10 June 2015

Editorial: Hans Weigert and Asia-Pacific Balancing

By Francis P. Sempa

A WWII-era geographical pattern points the way to a successful U.S. strategy for the Asia-Pacific.

In 1957, Hans W. Weigert, then a professor at Georgetown University, and five colleagues wrote Principles of Political Geography, which attempted to show “the interrelationship and the blending of political and geographic factors in power relations” across the globe.

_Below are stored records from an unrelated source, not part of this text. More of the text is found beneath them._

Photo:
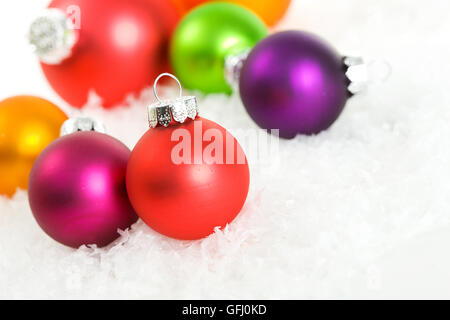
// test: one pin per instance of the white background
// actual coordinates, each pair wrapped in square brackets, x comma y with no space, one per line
[359,211]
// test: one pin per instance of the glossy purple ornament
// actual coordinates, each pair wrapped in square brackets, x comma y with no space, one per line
[77,189]
[294,82]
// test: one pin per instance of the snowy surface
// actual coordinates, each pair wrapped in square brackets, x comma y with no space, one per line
[362,210]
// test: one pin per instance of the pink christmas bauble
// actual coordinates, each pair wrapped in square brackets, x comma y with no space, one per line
[77,189]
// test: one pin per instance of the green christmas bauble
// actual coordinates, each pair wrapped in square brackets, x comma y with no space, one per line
[205,37]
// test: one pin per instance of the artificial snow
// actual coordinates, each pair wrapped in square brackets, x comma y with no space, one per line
[359,211]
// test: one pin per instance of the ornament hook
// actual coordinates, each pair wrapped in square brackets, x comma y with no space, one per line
[167,75]
[179,109]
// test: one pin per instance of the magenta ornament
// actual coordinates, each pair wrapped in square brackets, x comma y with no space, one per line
[295,82]
[77,189]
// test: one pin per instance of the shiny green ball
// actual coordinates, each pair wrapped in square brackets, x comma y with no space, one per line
[205,37]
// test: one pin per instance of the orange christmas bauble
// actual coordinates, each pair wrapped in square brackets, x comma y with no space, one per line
[27,125]
[271,11]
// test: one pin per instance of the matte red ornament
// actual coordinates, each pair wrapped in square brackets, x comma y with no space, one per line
[187,201]
[121,46]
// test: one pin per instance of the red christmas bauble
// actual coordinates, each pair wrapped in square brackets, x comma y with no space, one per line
[188,200]
[122,46]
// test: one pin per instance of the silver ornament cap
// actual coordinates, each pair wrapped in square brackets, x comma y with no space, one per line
[52,36]
[163,112]
[81,124]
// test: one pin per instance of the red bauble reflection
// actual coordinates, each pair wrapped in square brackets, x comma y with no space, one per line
[187,201]
[122,46]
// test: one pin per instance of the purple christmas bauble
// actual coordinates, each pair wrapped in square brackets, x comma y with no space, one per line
[294,82]
[77,189]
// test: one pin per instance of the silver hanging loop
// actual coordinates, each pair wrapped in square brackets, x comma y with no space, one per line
[163,112]
[81,124]
[52,36]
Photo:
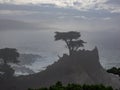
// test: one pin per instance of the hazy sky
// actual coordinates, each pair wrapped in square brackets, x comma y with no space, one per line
[86,15]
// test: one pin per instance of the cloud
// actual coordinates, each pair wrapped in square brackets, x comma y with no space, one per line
[82,5]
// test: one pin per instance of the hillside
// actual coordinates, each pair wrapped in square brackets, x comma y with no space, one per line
[81,67]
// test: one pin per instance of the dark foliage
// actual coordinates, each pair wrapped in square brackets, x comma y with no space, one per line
[72,40]
[114,70]
[9,55]
[59,86]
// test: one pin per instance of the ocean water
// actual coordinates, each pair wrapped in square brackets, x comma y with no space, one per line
[41,42]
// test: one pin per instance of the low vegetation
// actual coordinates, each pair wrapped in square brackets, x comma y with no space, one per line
[59,86]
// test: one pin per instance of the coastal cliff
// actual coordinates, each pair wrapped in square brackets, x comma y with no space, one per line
[82,67]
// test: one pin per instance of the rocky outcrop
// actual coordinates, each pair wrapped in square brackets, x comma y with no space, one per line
[81,67]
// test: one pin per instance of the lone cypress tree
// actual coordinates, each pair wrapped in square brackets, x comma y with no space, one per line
[72,40]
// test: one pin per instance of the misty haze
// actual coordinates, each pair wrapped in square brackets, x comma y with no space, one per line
[29,27]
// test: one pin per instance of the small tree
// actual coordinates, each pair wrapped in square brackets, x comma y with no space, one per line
[9,55]
[72,40]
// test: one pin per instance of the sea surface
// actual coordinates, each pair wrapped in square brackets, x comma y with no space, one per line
[41,42]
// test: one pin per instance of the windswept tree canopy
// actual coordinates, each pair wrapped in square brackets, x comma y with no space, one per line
[67,35]
[9,55]
[72,40]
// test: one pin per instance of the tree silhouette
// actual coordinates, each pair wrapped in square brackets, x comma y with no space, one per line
[9,55]
[72,40]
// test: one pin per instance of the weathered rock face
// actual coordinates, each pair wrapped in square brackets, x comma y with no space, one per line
[82,67]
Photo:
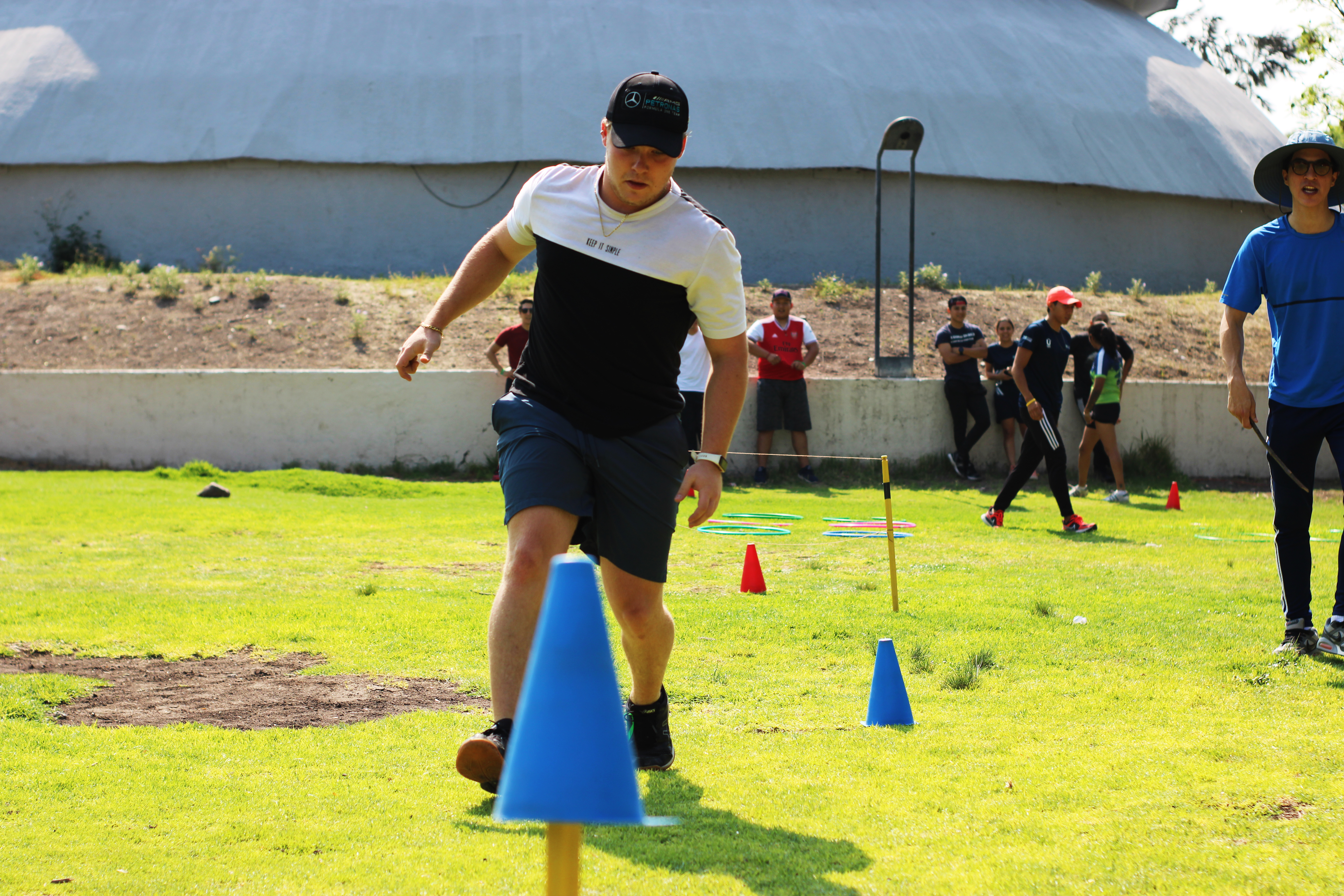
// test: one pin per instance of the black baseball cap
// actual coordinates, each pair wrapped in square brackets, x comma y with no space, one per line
[650,109]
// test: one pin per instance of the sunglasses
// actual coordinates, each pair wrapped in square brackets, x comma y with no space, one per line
[1300,167]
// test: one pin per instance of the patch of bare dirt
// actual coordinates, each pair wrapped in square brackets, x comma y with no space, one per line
[99,323]
[236,691]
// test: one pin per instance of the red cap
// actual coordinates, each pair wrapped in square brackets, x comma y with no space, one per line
[1064,296]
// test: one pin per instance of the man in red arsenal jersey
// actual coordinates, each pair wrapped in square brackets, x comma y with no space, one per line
[786,347]
[515,340]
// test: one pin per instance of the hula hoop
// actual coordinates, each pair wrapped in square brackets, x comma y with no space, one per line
[866,535]
[724,528]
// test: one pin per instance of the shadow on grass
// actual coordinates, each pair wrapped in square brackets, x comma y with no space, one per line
[772,862]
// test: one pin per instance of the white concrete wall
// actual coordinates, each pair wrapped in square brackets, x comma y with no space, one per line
[261,420]
[355,221]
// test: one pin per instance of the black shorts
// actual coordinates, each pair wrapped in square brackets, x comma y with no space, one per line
[783,405]
[623,489]
[1105,414]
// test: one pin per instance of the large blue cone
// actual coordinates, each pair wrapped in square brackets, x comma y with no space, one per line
[889,704]
[569,757]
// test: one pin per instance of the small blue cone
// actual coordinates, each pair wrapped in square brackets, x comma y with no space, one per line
[889,704]
[571,757]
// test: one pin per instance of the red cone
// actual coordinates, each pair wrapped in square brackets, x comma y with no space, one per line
[753,581]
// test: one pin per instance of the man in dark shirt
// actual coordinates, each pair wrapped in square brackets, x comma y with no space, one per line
[1038,370]
[1085,355]
[962,347]
[513,339]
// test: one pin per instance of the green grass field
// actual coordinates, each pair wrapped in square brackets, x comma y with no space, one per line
[1157,749]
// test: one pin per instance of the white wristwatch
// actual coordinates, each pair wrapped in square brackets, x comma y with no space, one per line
[717,460]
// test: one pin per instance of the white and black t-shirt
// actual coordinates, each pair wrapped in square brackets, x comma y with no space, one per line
[603,289]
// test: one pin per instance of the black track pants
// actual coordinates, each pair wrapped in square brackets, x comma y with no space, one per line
[966,398]
[1296,436]
[1041,443]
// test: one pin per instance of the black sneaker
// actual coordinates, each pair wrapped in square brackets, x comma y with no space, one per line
[650,734]
[1300,639]
[482,757]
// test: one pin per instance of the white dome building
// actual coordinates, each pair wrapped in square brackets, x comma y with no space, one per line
[1062,136]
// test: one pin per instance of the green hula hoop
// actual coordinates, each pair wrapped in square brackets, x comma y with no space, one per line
[743,528]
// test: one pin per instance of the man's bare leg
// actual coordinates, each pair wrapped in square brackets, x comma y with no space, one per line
[536,535]
[764,441]
[800,448]
[647,629]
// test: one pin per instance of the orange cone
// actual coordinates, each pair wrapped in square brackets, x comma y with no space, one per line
[753,581]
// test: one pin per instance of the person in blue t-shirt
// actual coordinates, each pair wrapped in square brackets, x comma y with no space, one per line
[1296,263]
[999,371]
[1038,370]
[962,346]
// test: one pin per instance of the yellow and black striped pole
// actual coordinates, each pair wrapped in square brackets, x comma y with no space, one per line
[892,536]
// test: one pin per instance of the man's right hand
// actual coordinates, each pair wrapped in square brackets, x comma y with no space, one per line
[1241,404]
[417,350]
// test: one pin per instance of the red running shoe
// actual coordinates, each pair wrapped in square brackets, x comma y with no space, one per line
[1076,524]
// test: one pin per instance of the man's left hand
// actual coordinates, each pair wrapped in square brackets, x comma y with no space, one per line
[708,481]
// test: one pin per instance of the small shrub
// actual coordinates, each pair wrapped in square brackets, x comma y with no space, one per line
[932,276]
[29,268]
[358,326]
[257,285]
[829,287]
[220,260]
[201,469]
[166,281]
[1151,459]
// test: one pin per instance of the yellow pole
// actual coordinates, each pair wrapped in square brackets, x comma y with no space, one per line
[892,535]
[562,859]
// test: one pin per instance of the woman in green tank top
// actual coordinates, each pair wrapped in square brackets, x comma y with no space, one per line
[1103,413]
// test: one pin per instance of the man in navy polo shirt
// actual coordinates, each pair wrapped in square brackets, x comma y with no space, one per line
[1298,264]
[1038,370]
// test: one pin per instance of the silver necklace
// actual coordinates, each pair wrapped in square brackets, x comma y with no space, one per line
[601,218]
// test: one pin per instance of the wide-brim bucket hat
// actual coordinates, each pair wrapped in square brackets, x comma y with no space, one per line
[1269,172]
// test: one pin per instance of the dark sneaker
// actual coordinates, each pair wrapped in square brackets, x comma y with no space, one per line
[1333,639]
[1300,639]
[956,465]
[482,757]
[650,734]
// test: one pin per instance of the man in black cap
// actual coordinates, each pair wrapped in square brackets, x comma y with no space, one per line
[589,444]
[1296,263]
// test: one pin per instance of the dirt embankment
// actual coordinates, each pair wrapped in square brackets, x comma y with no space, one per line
[276,322]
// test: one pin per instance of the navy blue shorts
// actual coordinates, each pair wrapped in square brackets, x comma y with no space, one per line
[623,489]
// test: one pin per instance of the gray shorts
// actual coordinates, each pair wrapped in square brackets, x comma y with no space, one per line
[783,405]
[622,489]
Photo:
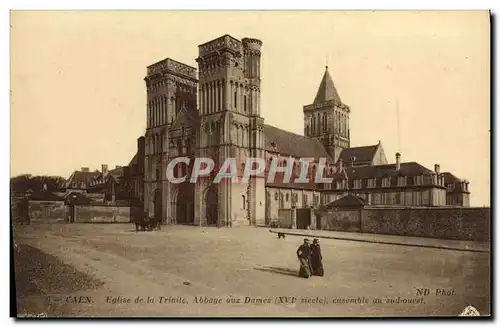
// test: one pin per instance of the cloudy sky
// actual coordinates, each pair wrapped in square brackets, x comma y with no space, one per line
[78,95]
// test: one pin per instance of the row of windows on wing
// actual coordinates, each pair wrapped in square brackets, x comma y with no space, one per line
[417,198]
[77,185]
[297,166]
[386,182]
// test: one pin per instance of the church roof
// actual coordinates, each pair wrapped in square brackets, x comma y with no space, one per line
[327,90]
[288,143]
[359,154]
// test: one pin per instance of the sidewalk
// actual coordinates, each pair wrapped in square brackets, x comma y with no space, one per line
[455,245]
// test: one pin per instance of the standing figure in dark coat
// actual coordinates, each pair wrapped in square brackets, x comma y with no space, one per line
[316,259]
[304,255]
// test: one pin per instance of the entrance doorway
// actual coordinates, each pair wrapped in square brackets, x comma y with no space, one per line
[158,210]
[211,201]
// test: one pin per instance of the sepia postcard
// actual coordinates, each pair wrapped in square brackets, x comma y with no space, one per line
[250,164]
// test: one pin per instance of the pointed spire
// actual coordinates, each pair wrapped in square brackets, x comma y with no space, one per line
[327,90]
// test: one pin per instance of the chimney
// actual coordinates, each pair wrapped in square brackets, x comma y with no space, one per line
[436,169]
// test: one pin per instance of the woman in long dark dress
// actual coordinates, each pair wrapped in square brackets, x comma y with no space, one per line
[304,256]
[316,259]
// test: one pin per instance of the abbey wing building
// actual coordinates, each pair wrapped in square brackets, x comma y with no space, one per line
[215,111]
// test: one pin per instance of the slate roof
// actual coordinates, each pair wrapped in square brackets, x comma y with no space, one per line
[45,196]
[450,178]
[360,153]
[350,200]
[80,179]
[288,143]
[327,90]
[379,171]
[76,198]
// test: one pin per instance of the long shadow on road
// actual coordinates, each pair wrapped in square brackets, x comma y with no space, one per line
[277,270]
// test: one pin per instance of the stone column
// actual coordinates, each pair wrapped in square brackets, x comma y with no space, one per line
[294,217]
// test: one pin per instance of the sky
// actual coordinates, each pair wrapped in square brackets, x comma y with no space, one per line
[78,96]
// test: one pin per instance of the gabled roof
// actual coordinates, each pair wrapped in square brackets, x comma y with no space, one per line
[292,144]
[133,161]
[45,196]
[459,186]
[80,179]
[359,154]
[327,90]
[450,178]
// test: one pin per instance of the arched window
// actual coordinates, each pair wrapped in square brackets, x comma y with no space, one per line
[179,147]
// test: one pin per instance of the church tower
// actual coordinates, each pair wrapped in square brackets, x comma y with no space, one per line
[230,127]
[327,118]
[170,85]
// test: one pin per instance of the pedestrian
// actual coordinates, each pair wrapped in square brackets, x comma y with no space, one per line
[316,259]
[304,255]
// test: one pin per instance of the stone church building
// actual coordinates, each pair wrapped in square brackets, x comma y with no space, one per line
[215,111]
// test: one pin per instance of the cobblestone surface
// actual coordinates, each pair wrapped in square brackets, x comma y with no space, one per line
[192,271]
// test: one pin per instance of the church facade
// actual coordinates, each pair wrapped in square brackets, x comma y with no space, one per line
[215,112]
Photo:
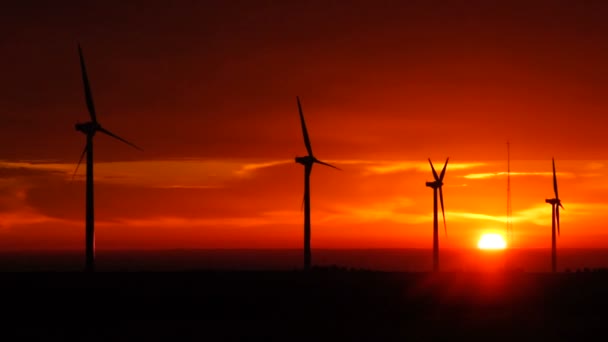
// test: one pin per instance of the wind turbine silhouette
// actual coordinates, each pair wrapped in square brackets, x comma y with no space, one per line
[556,203]
[89,129]
[437,184]
[308,162]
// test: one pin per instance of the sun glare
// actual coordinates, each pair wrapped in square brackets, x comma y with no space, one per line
[491,241]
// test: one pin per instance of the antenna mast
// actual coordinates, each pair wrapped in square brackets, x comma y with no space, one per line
[509,211]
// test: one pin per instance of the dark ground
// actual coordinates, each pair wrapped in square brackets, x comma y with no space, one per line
[325,304]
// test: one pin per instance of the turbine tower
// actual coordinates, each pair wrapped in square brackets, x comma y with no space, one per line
[308,162]
[437,185]
[556,203]
[509,208]
[89,129]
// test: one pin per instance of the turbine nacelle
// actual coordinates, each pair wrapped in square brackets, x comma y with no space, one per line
[88,127]
[308,160]
[434,184]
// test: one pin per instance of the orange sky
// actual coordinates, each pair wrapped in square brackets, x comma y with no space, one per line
[208,90]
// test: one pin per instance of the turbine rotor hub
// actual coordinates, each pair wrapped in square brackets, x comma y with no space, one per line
[308,160]
[87,127]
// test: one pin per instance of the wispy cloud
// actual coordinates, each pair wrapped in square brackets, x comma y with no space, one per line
[517,174]
[264,218]
[25,216]
[195,174]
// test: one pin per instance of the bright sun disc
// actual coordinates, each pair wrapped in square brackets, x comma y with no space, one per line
[491,241]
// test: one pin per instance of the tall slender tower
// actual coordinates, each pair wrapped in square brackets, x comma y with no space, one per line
[509,211]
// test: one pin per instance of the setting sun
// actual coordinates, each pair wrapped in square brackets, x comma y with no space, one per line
[491,241]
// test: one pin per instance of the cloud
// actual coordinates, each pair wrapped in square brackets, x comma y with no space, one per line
[264,218]
[517,174]
[27,216]
[181,173]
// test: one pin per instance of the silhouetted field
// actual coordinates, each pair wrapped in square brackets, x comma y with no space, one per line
[323,304]
[392,260]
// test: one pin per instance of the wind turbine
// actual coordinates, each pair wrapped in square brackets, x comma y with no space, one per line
[556,203]
[89,129]
[437,184]
[308,162]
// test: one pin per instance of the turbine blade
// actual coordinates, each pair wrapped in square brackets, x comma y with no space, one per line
[87,88]
[557,217]
[445,229]
[443,171]
[434,172]
[84,151]
[307,171]
[554,179]
[304,130]
[103,130]
[326,164]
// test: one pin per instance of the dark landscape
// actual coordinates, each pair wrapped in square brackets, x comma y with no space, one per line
[325,303]
[322,303]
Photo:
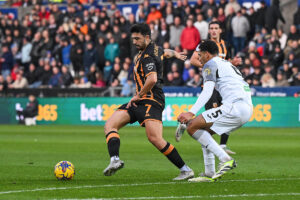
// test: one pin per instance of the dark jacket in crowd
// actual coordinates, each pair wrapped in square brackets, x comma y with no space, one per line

Although it was written at a time when the United States and the West faced the Sino-Soviet bloc based in the geographical “heartland” of the Eurasian land mass, Weigert’s analysis of the geographical features of the East Asian coast and its marginal seas continues to have relevance to current international relations, especially the ongoing struggles for power in the South China Sea and U.S. efforts to either contain China or act as an offshore balancer of the Asia-Pacific region.

Weigert was born in 1902 in Berlin, Germany. Originally a lawyer, in 1938 he fled Germany for the United States as war clouds gathered over Europe. He went on to teach at Trinity College, Carleton College, and the University of Chicago. During the Second World War, Weigert wrote a book on German geopolitics, Generals and Geographers: The Twilight of Geopolitics (1942), which analyzed the writings of Karl Haushofer and other German geopoliticians, and edited a symposium on geopolitics entitled Compass of the World (1944). He also wrote articles and reviewed books on geopolitics and international relations in The Saturday Review, Foreign Affairs, and Harper’s Monthly. After the war, Weigert served with the U.S. military government and High Commission in Germany.

Weigert’s geographical pattern of the East Asian coast in Principles of Political Geography focused on the location of marginal seas and narrow waterways that, he wrote, “rank high among the geographical foundations of political and military power.” These marginal seas and narrow straits, he explained, “control vital sea communications of the world and are likely to be pivotal areas in any conflict” between East Asian land powers and Western sea powers. So long as the sea powers maintain “intermediate bases” along the East Asian coast, “they function as a cordon sanitaire” of Asian mainland powers. If, however, the sea line of communications is breached by Asian coastal land powers, “the entire peripheral strategy” of the United States “would be endangered.” “The development of air power,” Weigert explained, “has not reduced the importance of these sea and communications focal points, but it has made them more difficult to defend.”